At the end of 1H2015, Air Canada had commitments for 29 Boeing 787s, and stated that it had various financing options for 24 of the widebodies. In addition to EETC financing covering eight 787-9s, Air Canada explained it had financing terms for 14 of the 787s covering 80% of the delivery price. It has also forged a sale-leaseback transaction for two 787s.
Air Canada in 2014 exercised purchase rights for two 777s that are scheduled for delivery in 2Q2016, and at the end of 1H2015 remarked that it would consider financing for those aircraft prior to delivery dates.
The airline also has firm commitments for 33 737 8 Max narrowbodies, 28 737 9 Max jets. It has financing commitments for those 61 jets for 80% of the delivery price with 10 year mortgage style payments.
Air Canada projected delivery dates for aircraft on order purchased from OEMs and leased from lessors as of 16-Sep-2015
Air Canada’s delivery stream of widebodies during the next couple of years is resulting in total projected capital expenditures reaching a peak of CAD2.8 billion (USD2.1 billion) in 2016. Recently the airline was queried about leverage levels in 2016.
Air Canada has a stated goal of a ratio of 2.2 by 2018. During 1Q2015 the company’s leverage ratios were 2.6. The airline stated that its ratios could move up or down slightly over the next couple of years, but assured that its key focus was meeting its 2018 targets.
Air Canada capital commitments: 2H2015 to YE2019
WestJet and Air Canada fortify their respective fleets as competition intensifies
WestJet is poised to use its investment grade status to secure favourable aircraft financing while Air Canada has opted to secure positive rates through EETC financing. Both airlines will put the operating profile of the 737 Max to the test in 2017. Air Canada will continue to bolster its 787 fleet, and WestJet seems to be holding steady with its four 767 narrowbodies for the immediate future.

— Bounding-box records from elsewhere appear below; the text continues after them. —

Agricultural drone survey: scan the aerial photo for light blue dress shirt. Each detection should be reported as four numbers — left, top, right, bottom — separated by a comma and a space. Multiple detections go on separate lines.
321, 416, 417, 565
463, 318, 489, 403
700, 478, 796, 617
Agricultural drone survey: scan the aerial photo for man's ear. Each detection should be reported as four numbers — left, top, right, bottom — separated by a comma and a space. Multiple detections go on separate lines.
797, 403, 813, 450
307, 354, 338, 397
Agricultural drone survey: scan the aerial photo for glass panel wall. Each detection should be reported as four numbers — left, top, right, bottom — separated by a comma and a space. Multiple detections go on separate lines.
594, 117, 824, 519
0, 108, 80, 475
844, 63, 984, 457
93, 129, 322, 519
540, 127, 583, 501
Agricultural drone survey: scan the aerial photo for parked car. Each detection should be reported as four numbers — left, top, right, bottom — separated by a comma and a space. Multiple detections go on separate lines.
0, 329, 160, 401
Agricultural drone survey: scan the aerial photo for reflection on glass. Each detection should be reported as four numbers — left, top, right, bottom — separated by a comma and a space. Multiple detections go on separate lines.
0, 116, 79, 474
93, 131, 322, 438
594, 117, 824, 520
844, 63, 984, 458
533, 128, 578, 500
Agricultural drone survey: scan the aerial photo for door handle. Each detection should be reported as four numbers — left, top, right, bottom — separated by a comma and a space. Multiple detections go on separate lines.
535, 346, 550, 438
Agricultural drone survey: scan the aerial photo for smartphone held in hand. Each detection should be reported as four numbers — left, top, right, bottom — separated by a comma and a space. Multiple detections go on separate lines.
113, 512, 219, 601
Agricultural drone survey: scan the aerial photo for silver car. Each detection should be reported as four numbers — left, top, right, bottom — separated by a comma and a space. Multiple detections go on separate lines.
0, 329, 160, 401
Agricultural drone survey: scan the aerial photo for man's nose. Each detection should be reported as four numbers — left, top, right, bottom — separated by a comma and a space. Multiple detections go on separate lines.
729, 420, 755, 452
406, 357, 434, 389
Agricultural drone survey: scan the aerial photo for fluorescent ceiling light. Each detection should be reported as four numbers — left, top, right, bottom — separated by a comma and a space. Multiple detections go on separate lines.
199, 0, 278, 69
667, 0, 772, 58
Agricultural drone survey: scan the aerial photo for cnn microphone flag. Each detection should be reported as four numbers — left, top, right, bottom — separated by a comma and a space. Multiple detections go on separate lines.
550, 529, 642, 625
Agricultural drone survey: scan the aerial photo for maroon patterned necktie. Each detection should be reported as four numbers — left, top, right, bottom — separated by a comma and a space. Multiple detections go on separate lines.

WestJet is taking a hybrid approach by deciding to operate used widebodies; but is sticking to new delivery Boeing and Bombardier aircraft. Air Canada is also taking a hybrid approach as mainline Airbus jets and 767s move over to rouge. The two rivals are fortifying their fleets as the competition in Canada’s duopoly shows no signs of weakening.